The transport is fair-scheduled: a bulk directory pull is multiplexed
against other traffic so it can't starve interactive streams. Throughput
is largely invariant to file *count* — 30k small files reconstruct at a
rate comparable to one large file of the same total size, because the
fetch concurrency keeps the transport saturated regardless of how the
bytes are partitioned. The `recv-dir` summary reports
`throughput_mib_s` for the run.

### Memory use

`send-blob` and `recv-blob` **stream to and from disk** — they never hold
the whole blob in memory. `recv-blob` writes each verified chunk to
`<out>.partial` as it arrives; `send-blob` reads the source (file or
stdin) one chunk at a time, hashing and (with `--store`) persisting each
before reading the next. Peak memory is roughly **one chunk** (4 MiB), so
the practical size ceiling for a single file is free disk, not RAM.

The one hard bound that remains is **per chunk**: the receiver rejects any
single chunk whose declared length exceeds `TRANSFER_MAX_CHUNK_BYTES`
(16 MiB), guarding against a misbehaving holder. Normal chunks are 4 MiB.
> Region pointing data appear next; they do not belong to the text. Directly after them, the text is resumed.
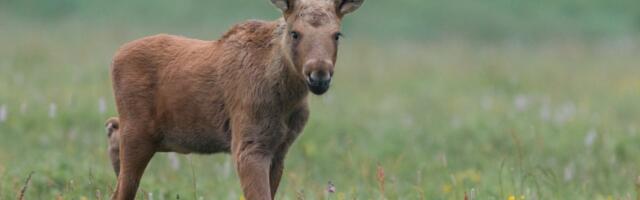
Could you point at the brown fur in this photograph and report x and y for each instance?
(244, 94)
(113, 135)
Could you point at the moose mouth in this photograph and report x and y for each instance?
(318, 87)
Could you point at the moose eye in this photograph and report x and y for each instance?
(337, 36)
(295, 35)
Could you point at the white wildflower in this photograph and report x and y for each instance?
(590, 138)
(52, 110)
(174, 161)
(102, 105)
(3, 113)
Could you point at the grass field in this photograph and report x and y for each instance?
(405, 119)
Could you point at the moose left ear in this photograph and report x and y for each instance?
(347, 6)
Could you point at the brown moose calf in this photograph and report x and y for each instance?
(245, 93)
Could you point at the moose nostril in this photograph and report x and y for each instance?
(320, 76)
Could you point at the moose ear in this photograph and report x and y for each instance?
(283, 5)
(347, 6)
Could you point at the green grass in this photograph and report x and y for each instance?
(550, 120)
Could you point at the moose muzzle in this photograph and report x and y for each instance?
(319, 76)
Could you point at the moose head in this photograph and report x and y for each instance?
(311, 38)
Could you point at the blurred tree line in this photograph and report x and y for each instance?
(484, 20)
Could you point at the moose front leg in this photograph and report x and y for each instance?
(253, 147)
(295, 125)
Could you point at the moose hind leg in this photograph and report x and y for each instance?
(135, 154)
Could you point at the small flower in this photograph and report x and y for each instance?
(331, 188)
(52, 110)
(3, 113)
(446, 188)
(102, 105)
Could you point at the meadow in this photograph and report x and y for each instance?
(502, 110)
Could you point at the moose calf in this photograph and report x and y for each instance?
(245, 93)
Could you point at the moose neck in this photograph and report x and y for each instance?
(290, 83)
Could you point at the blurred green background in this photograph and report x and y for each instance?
(438, 99)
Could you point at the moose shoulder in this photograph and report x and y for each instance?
(244, 93)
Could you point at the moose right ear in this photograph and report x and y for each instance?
(283, 5)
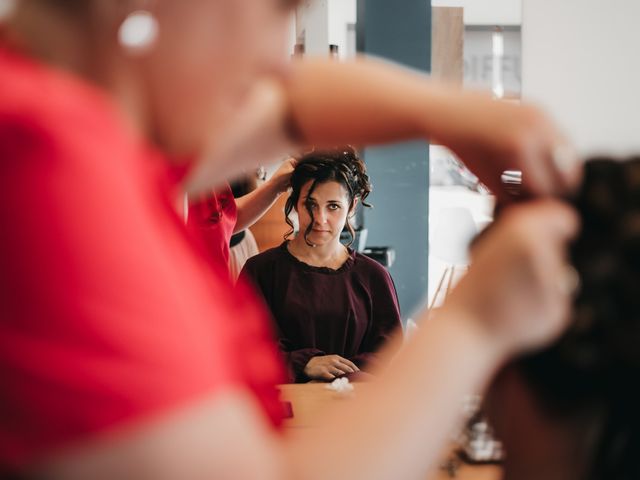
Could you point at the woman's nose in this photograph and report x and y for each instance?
(320, 218)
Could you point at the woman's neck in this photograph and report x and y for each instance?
(331, 255)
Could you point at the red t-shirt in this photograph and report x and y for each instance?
(109, 313)
(213, 217)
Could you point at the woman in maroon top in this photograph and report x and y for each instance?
(334, 308)
(123, 353)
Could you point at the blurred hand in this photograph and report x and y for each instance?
(519, 287)
(493, 136)
(282, 177)
(328, 367)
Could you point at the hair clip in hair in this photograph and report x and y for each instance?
(7, 7)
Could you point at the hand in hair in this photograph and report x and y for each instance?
(328, 367)
(282, 176)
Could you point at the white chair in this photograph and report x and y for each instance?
(454, 229)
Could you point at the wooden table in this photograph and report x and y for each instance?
(309, 399)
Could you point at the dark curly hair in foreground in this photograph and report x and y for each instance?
(341, 165)
(595, 366)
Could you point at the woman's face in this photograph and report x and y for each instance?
(208, 55)
(329, 203)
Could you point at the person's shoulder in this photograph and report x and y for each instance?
(369, 266)
(43, 106)
(265, 259)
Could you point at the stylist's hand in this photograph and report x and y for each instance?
(328, 367)
(519, 288)
(493, 136)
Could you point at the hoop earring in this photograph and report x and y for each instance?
(7, 7)
(139, 32)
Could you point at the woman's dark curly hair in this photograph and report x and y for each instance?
(595, 366)
(341, 165)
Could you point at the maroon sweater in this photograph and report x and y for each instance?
(319, 311)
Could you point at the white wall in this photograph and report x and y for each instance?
(341, 13)
(487, 12)
(324, 22)
(313, 20)
(580, 60)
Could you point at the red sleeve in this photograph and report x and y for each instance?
(106, 314)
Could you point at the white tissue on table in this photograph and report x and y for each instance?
(341, 385)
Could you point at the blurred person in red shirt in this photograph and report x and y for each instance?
(116, 359)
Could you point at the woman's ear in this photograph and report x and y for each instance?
(352, 211)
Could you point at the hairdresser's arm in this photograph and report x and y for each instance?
(509, 302)
(253, 206)
(365, 102)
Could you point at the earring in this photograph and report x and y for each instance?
(139, 32)
(7, 8)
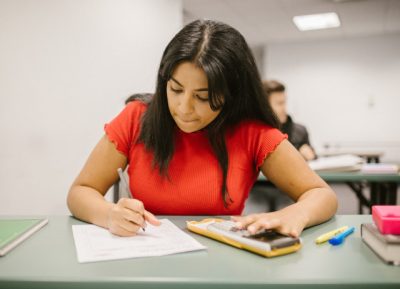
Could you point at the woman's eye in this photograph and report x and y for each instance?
(176, 90)
(204, 99)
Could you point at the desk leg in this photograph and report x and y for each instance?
(383, 193)
(362, 200)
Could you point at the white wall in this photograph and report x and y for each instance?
(347, 92)
(65, 69)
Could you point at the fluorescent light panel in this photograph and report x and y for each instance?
(316, 21)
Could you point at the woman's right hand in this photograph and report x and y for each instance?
(128, 216)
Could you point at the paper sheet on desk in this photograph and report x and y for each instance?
(94, 243)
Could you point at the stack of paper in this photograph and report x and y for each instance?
(380, 168)
(340, 163)
(98, 244)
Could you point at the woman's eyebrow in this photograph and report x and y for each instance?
(177, 82)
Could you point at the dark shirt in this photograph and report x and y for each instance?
(297, 133)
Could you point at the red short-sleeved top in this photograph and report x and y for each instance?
(195, 177)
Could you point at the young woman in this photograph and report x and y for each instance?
(196, 148)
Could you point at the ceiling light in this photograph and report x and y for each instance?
(316, 21)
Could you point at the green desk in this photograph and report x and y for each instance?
(381, 188)
(48, 260)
`send-dir` / `recv-dir` likewise don't buffer the whole tree — they
content-address and fetch leaf files individually, bounded by
`--concurrency` (recv side), so peak memory tracks a handful of in-flight
leaves rather than the total transfer size. A large multi-chunk leaf
streams to disk one chunk at a time too (like `recv-blob`), so even a
directory containing one huge file stays bounded to ~one chunk per
in-flight leaf.

---

## 8. Scope (what this is not)

Per `TRANSFER_CLI_PLAN.md`, deliberately out of scope:

- **`push`** (initiate a transfer to a remote target). Receiver-consent
  flows aren't exposed at this layer; the publish-and-fetch model covers
  operational use.
- **Bandwidth control flags** — the fairscheduler handles fairness
  automatically.
- **Resumable-across-restart transfers** beyond the engine's in-transfer
  retry.
- **Multi-source / swarming fetches.**